A Tesla Model X with Roger the inflatable autopilot (from the movie Airplane!) in the driver's seat

Aurich Lawson | Tesla | Airplane!

There’s more bad news for Tesla. On Monday, we learned that CEO Elon Musk is continuing to slash his way through the company payroll as Tesla went through a fourth round of layoffs in four weeks. Yesterday, we discovered exactly what questions the National Highway Traffic Safety Administration wants answered about the safety of Tesla’s Autopilot driver assist. And today, it emerged that the US Department of Justice is investigating whether or not Tesla committed securities or wire fraud by making misleading statements about Autopilot and its so-called “Full Self-Driving” (FSD) option.

Reuters reported that three people familiar with the matter told it about the investigation. One of the sources also told Reuters that the Securities and Exchange Commission is also investigating Tesla’s claims about its driver assists.

Not the first time

This isn’t the first time Tesla has been accused of securities fraud. In 2018, Musk agreed to a settlement with the SEC over his infamous “funding secured” tweet that sent the company’s share price skyrocketing despite the fact that there was never actually a possibility that he would take the company private. As a result, Musk was required to step down as chairman, and both Musk and Tesla were ordered to pay $20 million in penalties, to be distributed to investors who lost money after being misled by Musk.

(However, a federal jury in 2023 sided with the CEO in a class-action lawsuit brought by investors.)

In another case, several Tesla owners filed a class-action lawsuit against the car company about “grossly exaggerated” range claims, alleging fraud and false advertising. The judge in that case ruled that the customers could not sue Tesla as a class, telling them instead that they had to pursue their cases individually via arbitration.

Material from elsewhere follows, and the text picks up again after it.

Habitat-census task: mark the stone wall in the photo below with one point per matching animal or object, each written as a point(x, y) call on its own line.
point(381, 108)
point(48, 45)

We learned last October that the DOJ was also investigating the matter.

(Authorities in South Korea fined Tesla $2.2 million in January 2023 for misleading customers about range.)

Federal prosecutors first became interested in “whether Tesla misled consumers, investors, and regulators by making unsupported claims about its driver assistance technology’s capabilities” in 2022. Critics have regularly pointed out that even the name “Autopilot” is misleading, and there have been multiple instances of Musk demonstrating the system on camera without keeping his hands on the steering wheel, despite other Tesla literature that states drivers must do so at all times.

The CEO has also regularly claimed that Tesla is far ahead of the rest of the industry in autonomous driving technology, issuing deadlines for full autonomy that, like most of Musk’s deadlines, have come and gone without delivering the product.